CSV Writer truncates characters in sequence in Excel 2013

Question

I have an interesting situation with Python's csv module. I have a function that takes specific lines from a text file and writes them to csv file:

import os
import csv

def csv_save_use(textfile, csvfile):
    with open(textfile, "rb") as text:
        for line in text:
            line=line.strip()
            with open(csvfile, "ab") as f:            
                if line.startswith("# Online_Resource"):   
                    write = csv.writer(f, dialect='excel',
                                       delimiter='	',
                                       lineterminator="	",
                                       )
                    write.writerow([line.lstrip("# ")])

                if line.startswith("##"):
                    write = csv.writer(f, dialect='excel',
                                       delimiter='	',
                                       lineterminator="	",
                                       )
                    write.writerow([line.lstrip("# ")])

Here is a sample of some strings from the original text file:

# Online_Resource: https://www.ncdc.noaa.gov/
## Corg%    percent organic carbon,,,%,,paleoceanography,,,N

What is really bizarre is the final csv file looks good, except the characters in the first column only (those with the # originally) partially "overwrite" each other when I try to manually delete some characters from the cell:

Oddly enough, too, there seems to be no formula to how the characters get jumbled each time I try to delete some after running the script.
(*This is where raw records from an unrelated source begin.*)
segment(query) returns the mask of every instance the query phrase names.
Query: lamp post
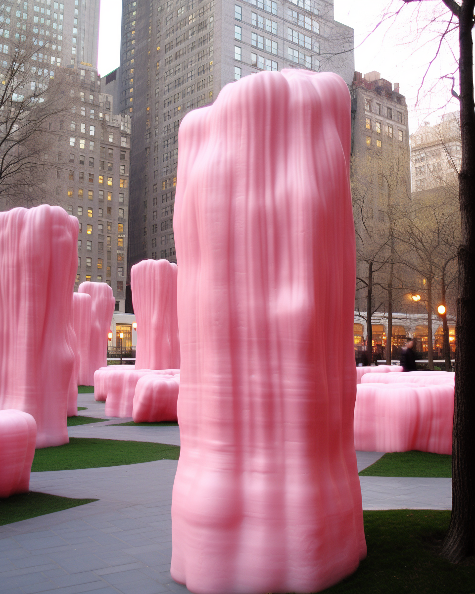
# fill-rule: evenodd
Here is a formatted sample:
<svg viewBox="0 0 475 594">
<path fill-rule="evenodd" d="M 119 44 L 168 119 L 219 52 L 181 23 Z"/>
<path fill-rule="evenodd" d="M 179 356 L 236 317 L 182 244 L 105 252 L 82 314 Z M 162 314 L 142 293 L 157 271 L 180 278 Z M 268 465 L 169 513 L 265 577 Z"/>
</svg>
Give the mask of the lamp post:
<svg viewBox="0 0 475 594">
<path fill-rule="evenodd" d="M 445 304 L 441 303 L 437 308 L 437 313 L 442 319 L 443 330 L 442 353 L 445 359 L 445 371 L 452 370 L 452 362 L 450 360 L 450 345 L 449 343 L 449 327 L 447 324 L 447 308 Z"/>
</svg>

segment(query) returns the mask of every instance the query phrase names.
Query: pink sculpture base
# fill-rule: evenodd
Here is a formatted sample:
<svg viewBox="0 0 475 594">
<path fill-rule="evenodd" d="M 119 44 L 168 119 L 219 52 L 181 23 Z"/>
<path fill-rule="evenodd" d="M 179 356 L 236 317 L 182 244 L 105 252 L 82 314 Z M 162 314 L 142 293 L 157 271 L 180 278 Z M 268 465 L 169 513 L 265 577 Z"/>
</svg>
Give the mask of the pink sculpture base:
<svg viewBox="0 0 475 594">
<path fill-rule="evenodd" d="M 179 374 L 145 375 L 135 386 L 132 418 L 136 423 L 177 421 Z"/>
<path fill-rule="evenodd" d="M 376 367 L 357 367 L 356 383 L 360 384 L 361 379 L 367 373 L 391 373 L 394 371 L 402 371 L 401 365 L 378 365 Z"/>
<path fill-rule="evenodd" d="M 30 490 L 36 422 L 21 410 L 0 410 L 0 497 Z"/>
<path fill-rule="evenodd" d="M 453 418 L 449 384 L 362 383 L 356 390 L 354 447 L 362 451 L 451 454 Z"/>
</svg>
I tried encoding the csv file as unicode to no avail.

Thanks.

Jean-Fran&#231;ois Fabre · Accepted Answer

You've selected excel dialect but you overrode it with weird parameters:

You're using TAB as separator and line terminator, which creates a 1-line CSV file. Close enough to "truncated" to me
Also quotechar shouldn't be a space.

This conveyed a nice side-effect as you noted: the csv module actually splits the lines according to commas!

The code is inefficient and error-prone: you're opening the file in append mode in the loop and create a new csv writer each time. Better done outside the loop.

Also, comma split must be done by hand now. So even better: use csv module to read the file as well. My fix proposal for your routine:

import os
import csv

def csv_save_use(textfile, csvfile):
  with open(textfile, "rU") as text, open(csvfile, "wb") as f:
    write = csv.writer(f, dialect='excel',
                       delimiter='	')
    reader = csv.reader(text, delimiter=",")
    for row in reader:
        if not row:
            continue  # skip possible empty rows            
        if row[0].startswith("# Online_Resource"):
            write.writerow([row[0].lstrip("# ")])

        elif row[0].startswith("##"):
            write.writerow([row[0].lstrip("# ")]+row[1:]) # write row, stripping the first item from hashes

Note that the file isn't properly displayed in excel unless to remove delimiter=' (reverts back to default comma)

Also note that you need to replace open(csvfile, "wb") as f by open(csvfile, "w",newline='') as f for Python 3.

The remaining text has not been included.